Machine learning system design - Data for machine learning

本文链接：https://blog.youkuaiyun.com/edward_wang1/article/details/108136094

摘要: 本文是吴恩达 (Andrew Ng)老师《机器学习》课程，第十二章《机器学习系统设计》中第98课时《机器学习数据》的视频原文字幕。为本人在视频学习过程中记录下来并加以修正，使其更加简洁，方便阅读，以便日后查阅使用。现分享给大家。如有错误，欢迎大家批评指正，在此表示诚挚地感谢！同时希望对大家的学习能有所帮助.
————————————————

In the previous video, we talked about evaluation metrics. I'd like to switch tracks a bit and touch on another important aspect of machine learning system design, which will often come up, which is the issue of how much data to train on. Now, in some earlier videos, I'd cautioned against blindly going out and just spending lots of time collecting lots of data, because it's only sometimes that would actually help.
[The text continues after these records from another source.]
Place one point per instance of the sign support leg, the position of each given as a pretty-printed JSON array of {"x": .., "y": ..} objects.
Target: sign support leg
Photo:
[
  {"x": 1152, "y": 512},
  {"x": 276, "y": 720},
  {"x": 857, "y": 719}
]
But it turns out that under certain conditions, and I will say in this video what those conditions are, getting a lot of data and training on a certain type of learning algorithm can be a very effective way to get a learning algorithm to do very good performance. And this arises often enough that if those conditions hold true for your problem and if you're able to get a lot of data, this could be a very good way to get a very high performance learning algorithm. So, in this video, let's talk more about that.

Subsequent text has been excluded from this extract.